エルはこの街で育った。両親は分からない。赤ん坊の時に親切な老夫婦に拾われ12歳になるまで育ててもらったが、今年の冬、風邪をこじらし老夫婦共帰らぬ人となった。


 この家には老夫婦の他に、家政婦と老いても全く腕の衰えぬ元冒険者の護衛、そして雑用を担当する若いメイドとエルで住んでいた。 老夫婦に子供はなく、エルを我が子のように慈しんで育ててくれた。老夫婦は平民とはいえ、キール子爵の一族でそれなりに裕福であった。だからエルは貴族の子弟とはいかないものの、家庭教師についてマナーや教養を学び、どこに出してもおかしくないようしっかりと育てられた。また冒険者が多いこの街では治安の面で不安があるとし、家にいる老護衛に剣術も学んだ。


 エルは非常に優秀な子供で、家庭教師も舌をまくほどであった。さらにハッと目を引く容姿をしている。さらさらした黒髪に透けるような白い肌。そしてなによりキラキラしたその紅い瞳に見つめられれば誰もが心を奪われた。 老夫婦は彼女の将来を案じ、男の子として育て、女であることを家の者には固く口止めをしていた。そんな周囲の愛情を受け、彼女はすくすくと育っていった。
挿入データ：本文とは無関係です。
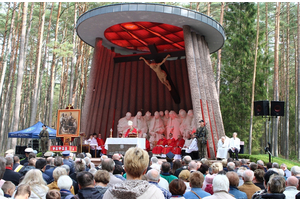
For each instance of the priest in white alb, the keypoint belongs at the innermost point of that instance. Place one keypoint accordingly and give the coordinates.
(223, 146)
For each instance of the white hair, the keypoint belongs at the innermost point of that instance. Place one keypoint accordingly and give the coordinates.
(88, 155)
(93, 171)
(59, 171)
(64, 182)
(87, 160)
(248, 175)
(220, 183)
(154, 160)
(67, 168)
(295, 170)
(260, 162)
(156, 167)
(153, 175)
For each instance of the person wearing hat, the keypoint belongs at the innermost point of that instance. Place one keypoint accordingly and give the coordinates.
(44, 135)
(27, 152)
(131, 132)
(201, 134)
(66, 160)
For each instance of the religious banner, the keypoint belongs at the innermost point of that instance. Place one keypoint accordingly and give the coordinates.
(68, 123)
(63, 148)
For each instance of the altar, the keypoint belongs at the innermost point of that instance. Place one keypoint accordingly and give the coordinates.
(121, 145)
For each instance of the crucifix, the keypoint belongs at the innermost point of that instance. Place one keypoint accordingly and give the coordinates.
(158, 58)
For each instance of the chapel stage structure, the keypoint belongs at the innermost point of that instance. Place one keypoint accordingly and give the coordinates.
(119, 82)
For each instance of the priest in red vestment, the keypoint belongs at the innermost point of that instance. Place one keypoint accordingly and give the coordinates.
(160, 145)
(101, 144)
(169, 146)
(131, 132)
(178, 145)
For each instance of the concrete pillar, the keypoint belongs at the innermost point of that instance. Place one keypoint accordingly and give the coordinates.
(191, 60)
(91, 85)
(206, 106)
(203, 47)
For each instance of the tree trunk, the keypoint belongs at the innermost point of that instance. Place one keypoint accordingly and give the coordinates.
(8, 49)
(298, 74)
(37, 65)
(4, 36)
(267, 136)
(218, 74)
(208, 8)
(44, 64)
(287, 110)
(253, 81)
(20, 73)
(275, 86)
(53, 67)
(74, 55)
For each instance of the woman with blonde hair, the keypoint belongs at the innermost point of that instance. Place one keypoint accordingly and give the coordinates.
(58, 172)
(34, 179)
(216, 168)
(136, 161)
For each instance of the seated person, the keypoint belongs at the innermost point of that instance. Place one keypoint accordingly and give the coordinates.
(23, 192)
(177, 147)
(234, 146)
(193, 148)
(131, 132)
(186, 145)
(160, 145)
(222, 148)
(8, 189)
(94, 145)
(168, 147)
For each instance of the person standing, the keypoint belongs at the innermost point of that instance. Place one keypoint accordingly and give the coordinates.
(201, 134)
(44, 135)
(234, 146)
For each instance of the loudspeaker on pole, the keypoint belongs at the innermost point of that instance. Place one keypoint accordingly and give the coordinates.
(261, 108)
(277, 108)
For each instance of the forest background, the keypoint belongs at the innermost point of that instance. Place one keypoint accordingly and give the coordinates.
(44, 66)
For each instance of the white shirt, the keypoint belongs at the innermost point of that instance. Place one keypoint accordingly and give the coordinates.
(193, 146)
(93, 143)
(222, 149)
(235, 143)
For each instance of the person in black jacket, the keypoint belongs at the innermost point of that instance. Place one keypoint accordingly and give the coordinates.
(9, 174)
(86, 183)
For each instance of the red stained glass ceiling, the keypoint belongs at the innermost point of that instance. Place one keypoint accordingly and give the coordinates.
(138, 35)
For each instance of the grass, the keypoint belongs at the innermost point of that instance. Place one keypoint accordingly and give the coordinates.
(265, 158)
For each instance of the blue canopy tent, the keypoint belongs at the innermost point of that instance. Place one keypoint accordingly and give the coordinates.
(33, 132)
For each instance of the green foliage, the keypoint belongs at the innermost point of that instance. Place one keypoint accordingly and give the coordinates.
(237, 71)
(265, 158)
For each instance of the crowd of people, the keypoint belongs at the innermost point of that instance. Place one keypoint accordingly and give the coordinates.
(138, 175)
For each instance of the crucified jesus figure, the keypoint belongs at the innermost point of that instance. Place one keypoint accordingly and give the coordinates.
(161, 74)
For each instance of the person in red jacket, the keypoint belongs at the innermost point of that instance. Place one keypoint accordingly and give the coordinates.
(160, 145)
(101, 144)
(178, 145)
(169, 146)
(131, 132)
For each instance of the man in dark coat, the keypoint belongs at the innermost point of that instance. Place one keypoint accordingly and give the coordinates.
(86, 183)
(9, 174)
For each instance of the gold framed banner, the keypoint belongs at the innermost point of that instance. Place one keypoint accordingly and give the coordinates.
(68, 123)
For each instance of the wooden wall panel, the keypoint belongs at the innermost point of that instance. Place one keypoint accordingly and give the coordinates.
(131, 87)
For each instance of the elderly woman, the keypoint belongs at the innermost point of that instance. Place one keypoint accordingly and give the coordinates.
(59, 171)
(65, 184)
(80, 166)
(216, 168)
(38, 187)
(136, 161)
(185, 176)
(177, 188)
(102, 178)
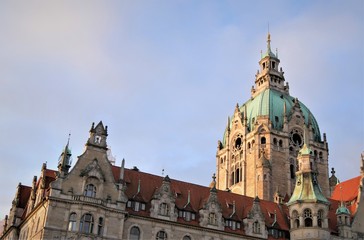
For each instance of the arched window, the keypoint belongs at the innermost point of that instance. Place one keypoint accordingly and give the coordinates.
(72, 222)
(100, 226)
(90, 190)
(134, 233)
(212, 219)
(237, 176)
(161, 235)
(291, 168)
(307, 217)
(320, 216)
(296, 219)
(87, 223)
(256, 227)
(164, 209)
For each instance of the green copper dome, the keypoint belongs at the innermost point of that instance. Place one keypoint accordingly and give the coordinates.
(271, 103)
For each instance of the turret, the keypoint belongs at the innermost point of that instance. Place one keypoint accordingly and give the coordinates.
(65, 160)
(98, 136)
(308, 207)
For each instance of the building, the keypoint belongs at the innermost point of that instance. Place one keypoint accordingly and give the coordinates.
(248, 198)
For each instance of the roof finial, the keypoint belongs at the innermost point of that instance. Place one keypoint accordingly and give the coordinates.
(268, 41)
(68, 140)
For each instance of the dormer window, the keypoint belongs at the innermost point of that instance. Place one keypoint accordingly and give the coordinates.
(90, 190)
(307, 215)
(186, 215)
(212, 219)
(256, 227)
(164, 209)
(232, 224)
(136, 206)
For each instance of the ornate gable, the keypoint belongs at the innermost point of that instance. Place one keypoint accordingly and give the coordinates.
(163, 203)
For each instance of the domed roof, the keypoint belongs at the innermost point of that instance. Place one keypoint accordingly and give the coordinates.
(271, 102)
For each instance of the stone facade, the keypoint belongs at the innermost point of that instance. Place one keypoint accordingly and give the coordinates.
(273, 125)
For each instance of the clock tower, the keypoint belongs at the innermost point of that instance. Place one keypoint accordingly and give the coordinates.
(257, 155)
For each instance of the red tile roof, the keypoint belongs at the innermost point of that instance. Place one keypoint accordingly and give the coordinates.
(347, 192)
(198, 196)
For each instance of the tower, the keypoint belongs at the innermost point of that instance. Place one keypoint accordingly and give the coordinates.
(308, 207)
(65, 161)
(269, 127)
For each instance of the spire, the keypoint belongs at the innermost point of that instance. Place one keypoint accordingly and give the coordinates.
(65, 161)
(213, 183)
(268, 43)
(122, 170)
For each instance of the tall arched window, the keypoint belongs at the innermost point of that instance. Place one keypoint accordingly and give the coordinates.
(237, 176)
(256, 227)
(100, 226)
(134, 233)
(72, 222)
(232, 178)
(320, 216)
(161, 235)
(307, 216)
(90, 190)
(87, 223)
(296, 219)
(212, 219)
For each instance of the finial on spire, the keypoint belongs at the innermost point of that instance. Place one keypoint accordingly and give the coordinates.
(268, 43)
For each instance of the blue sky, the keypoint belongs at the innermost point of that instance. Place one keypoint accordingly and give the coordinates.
(165, 75)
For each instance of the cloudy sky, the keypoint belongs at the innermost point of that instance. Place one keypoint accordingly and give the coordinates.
(164, 76)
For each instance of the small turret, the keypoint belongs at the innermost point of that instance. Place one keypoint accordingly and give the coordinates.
(65, 160)
(98, 136)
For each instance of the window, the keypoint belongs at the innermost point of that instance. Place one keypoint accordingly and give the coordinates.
(90, 190)
(161, 235)
(307, 216)
(188, 216)
(100, 226)
(71, 222)
(320, 215)
(232, 224)
(256, 227)
(186, 237)
(238, 143)
(163, 209)
(212, 219)
(237, 175)
(134, 233)
(87, 223)
(296, 219)
(291, 168)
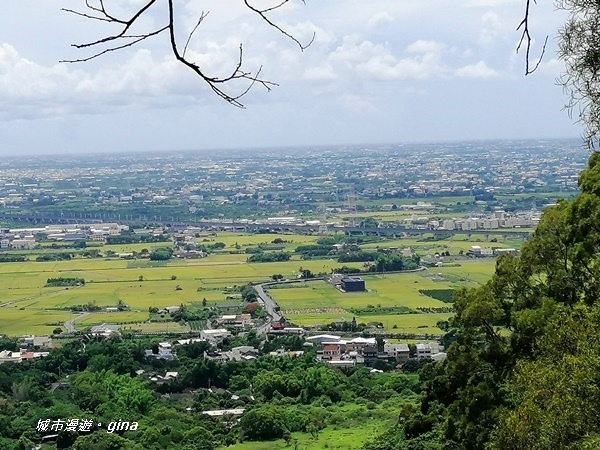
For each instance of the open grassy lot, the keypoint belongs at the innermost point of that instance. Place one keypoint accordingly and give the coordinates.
(245, 240)
(391, 290)
(349, 436)
(119, 317)
(15, 322)
(399, 323)
(142, 283)
(155, 326)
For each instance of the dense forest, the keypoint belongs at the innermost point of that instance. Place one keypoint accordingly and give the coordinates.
(102, 382)
(522, 372)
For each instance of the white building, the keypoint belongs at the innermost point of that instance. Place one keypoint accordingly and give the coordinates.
(399, 351)
(214, 336)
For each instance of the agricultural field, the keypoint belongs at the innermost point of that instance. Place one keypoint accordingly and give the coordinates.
(15, 322)
(350, 434)
(146, 327)
(141, 284)
(318, 303)
(244, 240)
(118, 318)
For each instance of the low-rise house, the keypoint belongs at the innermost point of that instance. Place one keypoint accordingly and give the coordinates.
(215, 336)
(321, 338)
(216, 356)
(224, 412)
(38, 341)
(400, 352)
(164, 352)
(369, 352)
(423, 351)
(104, 330)
(237, 320)
(9, 356)
(359, 343)
(243, 353)
(331, 351)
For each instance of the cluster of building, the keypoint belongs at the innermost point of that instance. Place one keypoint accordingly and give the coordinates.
(32, 347)
(347, 353)
(499, 219)
(26, 238)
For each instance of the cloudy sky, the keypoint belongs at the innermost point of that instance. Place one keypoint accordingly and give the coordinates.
(378, 71)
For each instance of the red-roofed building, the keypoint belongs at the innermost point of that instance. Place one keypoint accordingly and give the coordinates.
(27, 355)
(331, 351)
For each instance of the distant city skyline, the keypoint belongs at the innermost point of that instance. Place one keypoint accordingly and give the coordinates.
(378, 72)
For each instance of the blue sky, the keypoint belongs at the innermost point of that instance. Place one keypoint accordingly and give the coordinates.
(381, 71)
 エルが12歳の冬、いつになく寒さが厳しい年の瀬に流感が街で猛威を振るっていた。老いた義両親も次々と倒れ、日に日に衰弱していった。エルはいろんな薬師や医者に彼らを診せたが首を振るばかりで気安め程度の薬を置いていった。

老夫婦は死の間際に、エルが自分達の子供ではないこと、ある人にエルを託されたことを語った。その人は自分達が助けた時には手の施しようがない傷を負っており、エルが成人したらこのペンダントを渡して欲しい、くれぐれもエルを頼むといいこときれたとのことだった。託されていたのに成人まで見てやれなくてすまない。ペンダントは机の引き出しに、この家はおまえのものだから好きに使ってかまわないと言い残し旅立っていった。